Perda Nomor 7 Tahun 1999, tentang
Larangan Menggunakan Bangunan/Tempat untuk Perbuatan Asusila serta Pemikatan
untuk Melakukan Perbuatan Asusila, yang digunakan sebagai landasan Wali Kota
Surabaya, Tri Rismaharini menutup Gang Dolly
dinilai hanya sebagai akal-akalan membunuh perekonomian masyarakat sekitar
Dolly.
Tudingan itu dilontarkan Ketua Tim
Advokasi Front Pekerja Lokalisasi (FPL) Gang Dolly dan Jarak, Anis. Menurut
dia, sejarah Dolly sudah berkembang pesat sejak 1960-an. Sementara Perda Nomor
7 Tahun 1999 itu baru lahir, setelah bisnis prostitusi di Surabaya mulai
menjamur.
"Kalau ngomong konstitusi,
harusnya Pemkot Surabaya melihat aturan di atasnya. Sebelum itu (Perda Nomor 7)
ada, lokalisasi ini ada sejak tahun 60-an (1960). Harusnya akar persoalan itu
yang harus diselesaikan. Akar persoalan itu adalah masalah sosial, tapi ini
belum diselesaikan," terang Anis, Senin (26/5).

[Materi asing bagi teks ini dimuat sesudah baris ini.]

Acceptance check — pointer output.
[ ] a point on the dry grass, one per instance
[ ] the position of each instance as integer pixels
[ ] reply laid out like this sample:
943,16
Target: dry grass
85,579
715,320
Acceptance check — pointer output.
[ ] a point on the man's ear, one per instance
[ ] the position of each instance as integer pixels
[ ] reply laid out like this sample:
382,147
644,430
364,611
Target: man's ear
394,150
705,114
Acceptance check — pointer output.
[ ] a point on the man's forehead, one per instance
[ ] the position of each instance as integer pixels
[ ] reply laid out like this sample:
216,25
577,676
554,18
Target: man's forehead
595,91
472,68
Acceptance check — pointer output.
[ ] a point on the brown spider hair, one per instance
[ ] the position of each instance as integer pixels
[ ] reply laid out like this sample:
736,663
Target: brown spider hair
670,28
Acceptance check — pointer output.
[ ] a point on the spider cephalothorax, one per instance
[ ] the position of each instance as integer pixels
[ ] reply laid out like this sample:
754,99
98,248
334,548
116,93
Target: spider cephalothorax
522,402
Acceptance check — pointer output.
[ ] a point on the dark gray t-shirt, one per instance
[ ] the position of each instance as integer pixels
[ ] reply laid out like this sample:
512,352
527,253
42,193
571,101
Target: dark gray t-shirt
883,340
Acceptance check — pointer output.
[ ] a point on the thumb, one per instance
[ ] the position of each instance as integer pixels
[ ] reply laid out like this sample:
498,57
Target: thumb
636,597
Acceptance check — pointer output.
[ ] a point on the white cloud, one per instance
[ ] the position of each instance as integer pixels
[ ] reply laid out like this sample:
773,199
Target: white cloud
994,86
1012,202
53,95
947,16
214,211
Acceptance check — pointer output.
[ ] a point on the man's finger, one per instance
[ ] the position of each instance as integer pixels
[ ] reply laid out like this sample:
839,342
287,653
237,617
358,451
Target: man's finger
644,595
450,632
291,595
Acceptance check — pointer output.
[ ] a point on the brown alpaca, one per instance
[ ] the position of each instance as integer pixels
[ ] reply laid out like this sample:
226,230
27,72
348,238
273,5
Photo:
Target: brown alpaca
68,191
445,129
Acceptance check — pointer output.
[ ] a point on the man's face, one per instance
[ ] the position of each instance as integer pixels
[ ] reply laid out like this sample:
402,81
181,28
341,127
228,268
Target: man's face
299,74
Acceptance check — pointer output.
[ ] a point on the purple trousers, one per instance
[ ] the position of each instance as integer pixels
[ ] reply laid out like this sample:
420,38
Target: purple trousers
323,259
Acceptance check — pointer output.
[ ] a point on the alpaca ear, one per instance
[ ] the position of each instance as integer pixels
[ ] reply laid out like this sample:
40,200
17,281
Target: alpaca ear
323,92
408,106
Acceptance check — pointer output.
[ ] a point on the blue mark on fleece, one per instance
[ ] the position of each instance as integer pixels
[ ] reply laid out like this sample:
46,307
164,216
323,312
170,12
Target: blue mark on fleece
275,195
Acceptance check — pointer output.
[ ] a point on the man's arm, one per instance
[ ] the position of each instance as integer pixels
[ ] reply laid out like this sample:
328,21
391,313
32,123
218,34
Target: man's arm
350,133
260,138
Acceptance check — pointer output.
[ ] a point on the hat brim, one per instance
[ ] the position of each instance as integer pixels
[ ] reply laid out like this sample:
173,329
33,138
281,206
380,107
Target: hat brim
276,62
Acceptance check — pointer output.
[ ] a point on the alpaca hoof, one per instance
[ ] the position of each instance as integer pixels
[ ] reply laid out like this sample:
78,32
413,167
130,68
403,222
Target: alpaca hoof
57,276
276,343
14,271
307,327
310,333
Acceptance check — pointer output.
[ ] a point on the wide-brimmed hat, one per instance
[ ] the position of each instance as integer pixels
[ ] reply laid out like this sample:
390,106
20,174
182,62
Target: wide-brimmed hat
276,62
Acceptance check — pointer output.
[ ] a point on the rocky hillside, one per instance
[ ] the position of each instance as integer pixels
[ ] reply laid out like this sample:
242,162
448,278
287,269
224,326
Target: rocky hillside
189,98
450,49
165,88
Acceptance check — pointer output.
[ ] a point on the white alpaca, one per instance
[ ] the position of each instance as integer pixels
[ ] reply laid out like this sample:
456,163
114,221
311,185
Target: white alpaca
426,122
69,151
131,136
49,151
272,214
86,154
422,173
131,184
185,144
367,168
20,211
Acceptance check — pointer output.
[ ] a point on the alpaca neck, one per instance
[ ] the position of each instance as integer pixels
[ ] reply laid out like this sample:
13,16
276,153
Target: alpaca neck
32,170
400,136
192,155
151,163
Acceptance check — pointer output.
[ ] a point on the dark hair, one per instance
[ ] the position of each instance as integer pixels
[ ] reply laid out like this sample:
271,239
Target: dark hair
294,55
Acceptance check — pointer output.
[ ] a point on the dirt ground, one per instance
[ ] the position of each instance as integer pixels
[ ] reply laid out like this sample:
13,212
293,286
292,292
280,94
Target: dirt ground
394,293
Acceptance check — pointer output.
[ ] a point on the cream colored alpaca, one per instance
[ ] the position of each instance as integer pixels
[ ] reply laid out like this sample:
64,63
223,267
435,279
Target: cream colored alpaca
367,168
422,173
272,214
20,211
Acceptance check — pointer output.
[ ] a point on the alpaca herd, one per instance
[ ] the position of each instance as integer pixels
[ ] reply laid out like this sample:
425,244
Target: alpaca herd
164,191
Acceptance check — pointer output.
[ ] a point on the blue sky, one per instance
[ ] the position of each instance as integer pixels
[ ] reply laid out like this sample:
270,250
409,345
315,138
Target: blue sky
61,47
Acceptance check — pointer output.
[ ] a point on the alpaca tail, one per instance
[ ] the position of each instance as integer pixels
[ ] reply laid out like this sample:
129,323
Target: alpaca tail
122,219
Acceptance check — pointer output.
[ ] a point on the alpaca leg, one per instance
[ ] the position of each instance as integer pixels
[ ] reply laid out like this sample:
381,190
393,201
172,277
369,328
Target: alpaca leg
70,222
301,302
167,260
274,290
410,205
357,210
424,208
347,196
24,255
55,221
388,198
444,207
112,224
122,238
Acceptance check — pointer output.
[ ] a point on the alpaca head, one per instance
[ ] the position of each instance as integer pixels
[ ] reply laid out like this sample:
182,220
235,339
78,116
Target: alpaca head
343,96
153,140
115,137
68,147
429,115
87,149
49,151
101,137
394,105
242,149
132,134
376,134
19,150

Perempuan berjilbab ini kembali
memaparkan, lokalisasi yang konon terbesar se-Asia tenggara, itu ada karena
masalah sosial di masyarakat tak terselesaikan. Sehingga mereka membentuk
komunitas usaha di lokalisasi yang dibangun oleh nonik Belanda, Tante Dolly di
masa kolonial tersebut.
"Ketika persoalan sosial-ekonomi
masyarakat tidak tersentuh sama sekali oleh pemerintah, maka masyarakat sebagai
individu memberdayakan dirinya sendiri. Dan sejak tahun 1960, bisnis prostitusi
di sini (Dolly dan Jarak) berkembang pesat," katanya.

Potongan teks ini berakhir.